LangGraph models agent workflows as state machines. You define nodes (search, reason, validate) and edges (conditional routing). This means you can add retry logic when search fails, route different query types to different search platforms, and validate results before passing them to the LLM. More code, but more production-ready.

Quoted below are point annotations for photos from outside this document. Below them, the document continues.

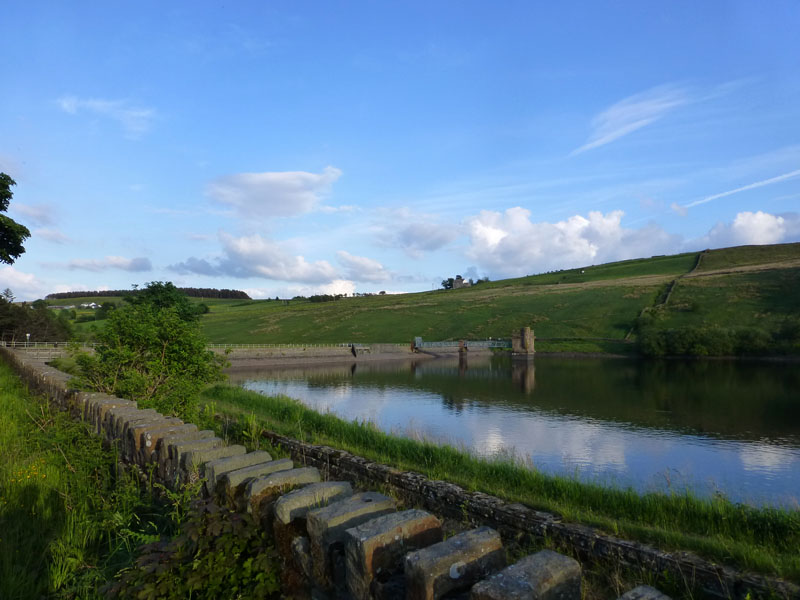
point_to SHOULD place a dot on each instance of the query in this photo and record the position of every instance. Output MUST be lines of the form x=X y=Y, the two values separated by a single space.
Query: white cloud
x=273 y=194
x=755 y=228
x=111 y=262
x=136 y=121
x=38 y=214
x=51 y=235
x=361 y=268
x=24 y=285
x=418 y=237
x=678 y=209
x=632 y=113
x=509 y=244
x=256 y=256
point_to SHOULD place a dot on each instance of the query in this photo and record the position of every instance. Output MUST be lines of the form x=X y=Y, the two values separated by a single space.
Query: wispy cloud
x=39 y=214
x=135 y=120
x=52 y=235
x=273 y=194
x=744 y=188
x=633 y=113
x=135 y=265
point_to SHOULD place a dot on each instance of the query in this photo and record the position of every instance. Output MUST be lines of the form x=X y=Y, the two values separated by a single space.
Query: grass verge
x=764 y=540
x=68 y=519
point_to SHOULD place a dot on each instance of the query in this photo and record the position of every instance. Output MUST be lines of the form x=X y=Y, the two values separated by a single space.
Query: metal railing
x=467 y=343
x=44 y=345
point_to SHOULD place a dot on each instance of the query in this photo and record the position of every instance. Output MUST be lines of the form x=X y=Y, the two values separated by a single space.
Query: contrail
x=783 y=177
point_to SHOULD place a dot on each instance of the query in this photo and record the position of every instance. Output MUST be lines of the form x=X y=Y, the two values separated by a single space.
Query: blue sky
x=289 y=148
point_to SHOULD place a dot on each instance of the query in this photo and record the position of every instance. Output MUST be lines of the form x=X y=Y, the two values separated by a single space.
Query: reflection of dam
x=734 y=424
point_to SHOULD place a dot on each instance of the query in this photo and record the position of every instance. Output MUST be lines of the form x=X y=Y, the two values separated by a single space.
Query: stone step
x=454 y=564
x=261 y=491
x=327 y=526
x=546 y=575
x=213 y=470
x=232 y=486
x=376 y=549
x=644 y=592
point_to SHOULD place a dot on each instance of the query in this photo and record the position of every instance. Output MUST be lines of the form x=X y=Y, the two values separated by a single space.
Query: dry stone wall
x=344 y=543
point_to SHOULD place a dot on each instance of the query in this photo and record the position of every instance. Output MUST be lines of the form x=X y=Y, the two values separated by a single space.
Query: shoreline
x=245 y=363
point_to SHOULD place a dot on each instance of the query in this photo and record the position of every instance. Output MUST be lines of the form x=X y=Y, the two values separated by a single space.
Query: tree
x=12 y=234
x=151 y=351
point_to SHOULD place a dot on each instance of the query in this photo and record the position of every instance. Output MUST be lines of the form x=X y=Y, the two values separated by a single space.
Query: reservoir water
x=714 y=427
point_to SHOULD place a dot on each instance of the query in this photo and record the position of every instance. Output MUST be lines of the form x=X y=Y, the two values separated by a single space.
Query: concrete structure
x=522 y=343
x=375 y=535
x=545 y=575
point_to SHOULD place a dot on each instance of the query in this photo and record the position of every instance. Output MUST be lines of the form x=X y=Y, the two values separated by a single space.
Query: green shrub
x=220 y=554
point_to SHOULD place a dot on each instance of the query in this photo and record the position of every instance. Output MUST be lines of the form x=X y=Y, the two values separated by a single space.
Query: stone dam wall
x=340 y=539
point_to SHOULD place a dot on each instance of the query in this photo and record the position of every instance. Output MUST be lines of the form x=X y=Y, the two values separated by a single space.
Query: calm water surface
x=711 y=426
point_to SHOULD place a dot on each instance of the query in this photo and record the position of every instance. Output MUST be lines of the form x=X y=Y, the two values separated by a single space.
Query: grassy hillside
x=589 y=309
x=752 y=292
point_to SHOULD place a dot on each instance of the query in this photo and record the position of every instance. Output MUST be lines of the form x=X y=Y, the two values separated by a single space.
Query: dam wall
x=342 y=539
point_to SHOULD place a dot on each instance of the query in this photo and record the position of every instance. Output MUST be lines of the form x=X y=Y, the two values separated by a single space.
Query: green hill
x=747 y=292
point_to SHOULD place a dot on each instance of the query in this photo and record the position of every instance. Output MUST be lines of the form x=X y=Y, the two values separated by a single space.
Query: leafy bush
x=220 y=554
x=151 y=351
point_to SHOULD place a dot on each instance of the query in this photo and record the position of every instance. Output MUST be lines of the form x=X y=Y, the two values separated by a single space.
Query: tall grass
x=761 y=539
x=68 y=519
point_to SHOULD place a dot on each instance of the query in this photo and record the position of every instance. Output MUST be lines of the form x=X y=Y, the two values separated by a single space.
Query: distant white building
x=460 y=282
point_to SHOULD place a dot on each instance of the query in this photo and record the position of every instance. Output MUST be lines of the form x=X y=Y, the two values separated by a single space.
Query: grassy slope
x=764 y=540
x=587 y=306
x=582 y=305
x=67 y=523
x=748 y=299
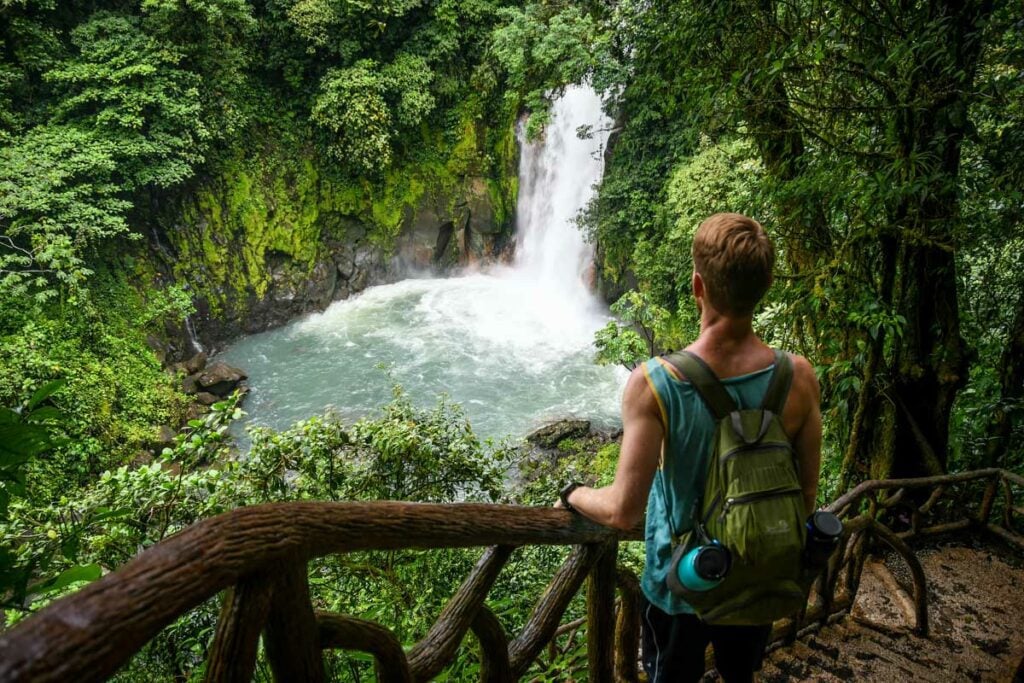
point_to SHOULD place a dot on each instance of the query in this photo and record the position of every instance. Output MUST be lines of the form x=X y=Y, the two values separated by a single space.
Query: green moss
x=283 y=202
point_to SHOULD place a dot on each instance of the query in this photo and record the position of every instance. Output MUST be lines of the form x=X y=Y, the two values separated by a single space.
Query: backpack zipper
x=751 y=498
x=729 y=455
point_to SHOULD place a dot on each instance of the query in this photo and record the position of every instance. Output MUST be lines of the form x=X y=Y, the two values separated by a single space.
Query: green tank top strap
x=781 y=380
x=704 y=380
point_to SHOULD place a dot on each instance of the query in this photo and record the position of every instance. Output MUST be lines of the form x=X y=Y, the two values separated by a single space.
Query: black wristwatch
x=563 y=496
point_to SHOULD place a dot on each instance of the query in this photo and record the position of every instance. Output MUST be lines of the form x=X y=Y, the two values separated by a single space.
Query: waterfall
x=513 y=344
x=557 y=175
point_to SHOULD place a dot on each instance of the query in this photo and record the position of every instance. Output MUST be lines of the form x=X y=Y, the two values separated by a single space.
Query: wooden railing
x=258 y=557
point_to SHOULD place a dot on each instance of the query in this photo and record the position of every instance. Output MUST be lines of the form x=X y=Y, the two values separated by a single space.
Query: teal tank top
x=679 y=480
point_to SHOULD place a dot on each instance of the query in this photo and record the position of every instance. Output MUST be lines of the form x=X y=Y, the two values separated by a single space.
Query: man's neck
x=724 y=331
x=729 y=345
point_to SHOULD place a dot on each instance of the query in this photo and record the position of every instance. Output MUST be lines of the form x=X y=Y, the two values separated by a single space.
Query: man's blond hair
x=735 y=258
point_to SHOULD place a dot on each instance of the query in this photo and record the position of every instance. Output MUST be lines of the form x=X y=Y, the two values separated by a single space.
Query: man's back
x=732 y=270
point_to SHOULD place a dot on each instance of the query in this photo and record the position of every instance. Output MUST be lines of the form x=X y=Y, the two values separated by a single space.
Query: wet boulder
x=220 y=379
x=550 y=435
x=196 y=364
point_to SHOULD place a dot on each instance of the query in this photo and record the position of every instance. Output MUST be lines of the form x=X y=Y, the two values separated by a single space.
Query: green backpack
x=752 y=504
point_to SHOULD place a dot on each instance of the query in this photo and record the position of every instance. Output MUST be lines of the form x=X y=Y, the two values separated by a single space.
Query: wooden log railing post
x=291 y=638
x=628 y=627
x=601 y=615
x=495 y=667
x=431 y=654
x=232 y=654
x=547 y=613
x=987 y=500
x=337 y=632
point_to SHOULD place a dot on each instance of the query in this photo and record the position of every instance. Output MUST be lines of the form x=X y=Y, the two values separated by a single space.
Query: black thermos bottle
x=823 y=531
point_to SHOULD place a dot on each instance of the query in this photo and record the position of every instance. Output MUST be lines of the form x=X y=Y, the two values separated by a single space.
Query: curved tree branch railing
x=258 y=557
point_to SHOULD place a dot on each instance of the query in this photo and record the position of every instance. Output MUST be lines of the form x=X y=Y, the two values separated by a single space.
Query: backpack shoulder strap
x=704 y=380
x=778 y=388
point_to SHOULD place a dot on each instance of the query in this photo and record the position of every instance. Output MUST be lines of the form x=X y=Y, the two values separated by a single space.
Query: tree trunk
x=1000 y=429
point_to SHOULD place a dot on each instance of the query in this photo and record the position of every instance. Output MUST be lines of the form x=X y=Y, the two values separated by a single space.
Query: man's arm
x=623 y=503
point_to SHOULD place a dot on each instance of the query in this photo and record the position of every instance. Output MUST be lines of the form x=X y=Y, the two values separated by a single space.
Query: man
x=732 y=269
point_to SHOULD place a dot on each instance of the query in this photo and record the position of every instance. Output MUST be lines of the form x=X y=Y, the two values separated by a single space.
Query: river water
x=512 y=344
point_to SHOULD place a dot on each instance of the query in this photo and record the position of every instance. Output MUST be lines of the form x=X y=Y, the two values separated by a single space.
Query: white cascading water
x=556 y=179
x=513 y=344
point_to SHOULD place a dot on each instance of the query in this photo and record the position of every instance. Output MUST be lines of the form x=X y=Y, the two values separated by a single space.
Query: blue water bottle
x=704 y=567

LangGraph Search Integration

Python
import requests, os
from typing import TypedDict, Annotated
from langgraph.graph import StateGraph, END

H = {"x-api-key": os.environ["SCAVIO_API_KEY"]}

class ResearchState(TypedDict):
    query: str
    search_results: list
    answer: str
    search_attempts: int

def search_node(state: ResearchState) -> dict:
    resp = requests.post(
        "https://api.scavio.dev/api/v1/search",
        headers=H,
        json={"platform": "google", "query": state["query"]},
        timeout=10,
    )
    results = resp.json().get("organic_results", [])[:5]
    return {
        "search_results": results,
        "search_attempts": state.get("search_attempts", 0) + 1,
    }

def should_retry(state: ResearchState) -> str:
    if not state["search_results"] and state["search_attempts"] < 3:
        return "retry"
    return "reason"

def reason_node(state: ResearchState) -> dict:
    context = "\n".join(
        f"- {r['title']}: {r['snippet']}"
        for r in state["search_results"]
    )
    # In production, call your LLM here with context
    return {"answer": f"Based on {len(state['search_results'])} sources: ..."}

graph = StateGraph(ResearchState)
graph.add_node("search", search_node)
graph.add_node("reason", reason_node)
graph.set_entry_point("search")
graph.add_conditional_edges("search", should_retry, {
    "retry": "search",
    "reason": "reason",
})
graph.add_edge("reason", END)

app = graph.compile()
result = app.invoke({"query": "crm pricing 2026", "search_results": [],
                     "answer": "", "search_attempts": 0})
print(result["answer"])

Side-by-Side Comparison

  • Lines of code: CrewAI ~30, LangGraph ~50
  • Time to first working agent: CrewAI hours, LangGraph days
  • Search retry logic: CrewAI -- no (agent decides), LangGraph -- yes (explicit)
  • Multi-platform routing: CrewAI -- manual tool selection, LangGraph -- conditional edges
  • State management: CrewAI -- implicit, LangGraph -- typed state dict
  • Debugging: CrewAI -- log agent reasoning, LangGraph -- inspect each node

When to Use Which

Use CrewAI when you need a research agent running this week and the task is straightforward: search, synthesize, output. Use LangGraph when you need production reliability: retries on search failure, routing queries to different platforms (Google for general, Reddit for community sentiment, Amazon for product data), and typed state that makes debugging reproducible. Both work with any search API. The framework choice is about orchestration complexity, not search capability.

Cost Is Identical

The search API cost is the same regardless of framework: $0.005 per Scavio query. The LLM cost depends on how much search context you feed to the model and how many reasoning steps you allow. CrewAI agents tend to make more LLM calls (internal reasoning loops) while LangGraph workflows make fewer, more deliberate calls. In practice, the difference is 10-20% in LLM token spend for equivalent tasks.